For this project, it’s is important to understand the patterns of the waveforms and how they are changing over time when we apply different parameters. In this first part, we are going to explore some particularities of the voice signal and how we can process it using MATLAB, and in the following part, we will begin the detailed analysis of a recorded voice signal using Arduino.
Step 1: About voice signal
When we are working with voice signals, the most important part is to understand what “signal” means. So what is signal?

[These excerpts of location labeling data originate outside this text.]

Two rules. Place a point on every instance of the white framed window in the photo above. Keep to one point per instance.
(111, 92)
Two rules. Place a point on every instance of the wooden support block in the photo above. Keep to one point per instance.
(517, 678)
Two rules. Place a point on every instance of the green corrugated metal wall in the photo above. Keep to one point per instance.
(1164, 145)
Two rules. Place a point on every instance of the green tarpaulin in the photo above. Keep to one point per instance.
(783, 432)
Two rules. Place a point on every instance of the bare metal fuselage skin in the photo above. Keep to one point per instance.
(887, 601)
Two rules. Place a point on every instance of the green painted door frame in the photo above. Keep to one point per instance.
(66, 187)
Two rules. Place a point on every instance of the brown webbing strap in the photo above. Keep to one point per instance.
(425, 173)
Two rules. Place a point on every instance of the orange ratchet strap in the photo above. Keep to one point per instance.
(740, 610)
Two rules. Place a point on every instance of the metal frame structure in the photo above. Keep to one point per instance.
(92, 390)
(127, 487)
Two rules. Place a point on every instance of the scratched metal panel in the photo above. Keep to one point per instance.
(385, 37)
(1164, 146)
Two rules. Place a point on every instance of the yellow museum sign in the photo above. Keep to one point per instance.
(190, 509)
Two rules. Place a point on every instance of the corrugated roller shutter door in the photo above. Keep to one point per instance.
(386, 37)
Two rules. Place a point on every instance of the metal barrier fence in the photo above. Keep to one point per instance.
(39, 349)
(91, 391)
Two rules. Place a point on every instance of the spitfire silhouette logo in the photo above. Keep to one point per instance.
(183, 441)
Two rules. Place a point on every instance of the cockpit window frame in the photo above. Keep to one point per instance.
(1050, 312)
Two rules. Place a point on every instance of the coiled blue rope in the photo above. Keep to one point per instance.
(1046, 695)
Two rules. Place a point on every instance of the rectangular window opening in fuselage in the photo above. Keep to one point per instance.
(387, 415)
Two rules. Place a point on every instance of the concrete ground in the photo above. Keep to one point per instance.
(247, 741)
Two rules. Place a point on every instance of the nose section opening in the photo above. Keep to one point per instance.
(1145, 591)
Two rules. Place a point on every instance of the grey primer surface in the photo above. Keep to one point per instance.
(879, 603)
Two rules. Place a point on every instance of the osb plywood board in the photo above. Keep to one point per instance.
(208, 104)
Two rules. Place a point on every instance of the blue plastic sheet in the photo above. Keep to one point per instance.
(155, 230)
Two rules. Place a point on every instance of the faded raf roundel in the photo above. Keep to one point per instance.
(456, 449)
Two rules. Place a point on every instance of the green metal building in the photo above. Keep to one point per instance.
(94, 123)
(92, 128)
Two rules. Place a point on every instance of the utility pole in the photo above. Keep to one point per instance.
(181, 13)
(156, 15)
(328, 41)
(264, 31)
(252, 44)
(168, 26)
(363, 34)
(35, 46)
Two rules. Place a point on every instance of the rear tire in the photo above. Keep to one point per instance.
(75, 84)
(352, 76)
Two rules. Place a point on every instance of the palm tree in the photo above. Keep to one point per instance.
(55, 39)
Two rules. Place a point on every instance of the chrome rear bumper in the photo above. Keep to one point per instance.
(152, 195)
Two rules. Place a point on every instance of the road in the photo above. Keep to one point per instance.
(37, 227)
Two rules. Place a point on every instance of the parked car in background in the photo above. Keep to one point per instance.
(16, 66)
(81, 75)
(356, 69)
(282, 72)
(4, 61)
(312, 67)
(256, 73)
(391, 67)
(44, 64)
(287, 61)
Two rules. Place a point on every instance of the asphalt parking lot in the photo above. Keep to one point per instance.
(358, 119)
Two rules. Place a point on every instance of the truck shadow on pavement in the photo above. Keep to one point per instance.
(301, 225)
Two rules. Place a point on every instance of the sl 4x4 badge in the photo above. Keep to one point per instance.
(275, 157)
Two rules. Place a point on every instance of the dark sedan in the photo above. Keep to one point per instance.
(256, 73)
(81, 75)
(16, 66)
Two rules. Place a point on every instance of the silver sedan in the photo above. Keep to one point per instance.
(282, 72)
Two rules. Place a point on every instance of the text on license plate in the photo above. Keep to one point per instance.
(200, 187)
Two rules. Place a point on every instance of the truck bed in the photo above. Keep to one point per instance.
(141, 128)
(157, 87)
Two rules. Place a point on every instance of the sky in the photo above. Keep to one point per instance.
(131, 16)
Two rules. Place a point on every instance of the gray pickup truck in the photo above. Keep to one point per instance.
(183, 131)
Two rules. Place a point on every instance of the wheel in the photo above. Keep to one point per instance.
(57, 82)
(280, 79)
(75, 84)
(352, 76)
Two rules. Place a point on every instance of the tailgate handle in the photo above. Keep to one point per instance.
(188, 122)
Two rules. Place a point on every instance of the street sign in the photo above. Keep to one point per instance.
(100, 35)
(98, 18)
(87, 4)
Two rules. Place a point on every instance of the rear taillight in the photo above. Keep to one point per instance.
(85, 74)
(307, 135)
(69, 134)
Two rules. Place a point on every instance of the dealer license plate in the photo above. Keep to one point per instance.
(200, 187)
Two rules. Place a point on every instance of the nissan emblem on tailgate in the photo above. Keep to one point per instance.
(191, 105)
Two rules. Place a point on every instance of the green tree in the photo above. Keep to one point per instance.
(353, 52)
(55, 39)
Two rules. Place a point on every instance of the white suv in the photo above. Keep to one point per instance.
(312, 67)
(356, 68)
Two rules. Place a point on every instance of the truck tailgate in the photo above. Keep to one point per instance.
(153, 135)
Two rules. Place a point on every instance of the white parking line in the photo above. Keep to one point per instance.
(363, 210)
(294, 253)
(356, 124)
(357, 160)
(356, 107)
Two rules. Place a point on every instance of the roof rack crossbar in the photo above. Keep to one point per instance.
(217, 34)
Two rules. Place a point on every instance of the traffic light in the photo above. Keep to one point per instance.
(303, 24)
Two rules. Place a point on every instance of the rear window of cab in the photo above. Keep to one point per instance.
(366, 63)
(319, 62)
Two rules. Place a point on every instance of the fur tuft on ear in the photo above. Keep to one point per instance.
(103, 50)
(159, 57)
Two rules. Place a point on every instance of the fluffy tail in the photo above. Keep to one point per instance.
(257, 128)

“[A] signal, technically yet generally speaking, is a formal description of a phenomenon evolving over time or space; by signal processing we denote any manual or “mechanical” operation which modifies, analyzes or otherwise manipulates the information contained in a signal. Consider the simple example of ambient temperature: once we have agreed upon a formal model for this physical variable – Celsius degrees, for instance – we can record the evolution of temperature over time in a variety of ways and the resulting data set represents a temperature “signal”.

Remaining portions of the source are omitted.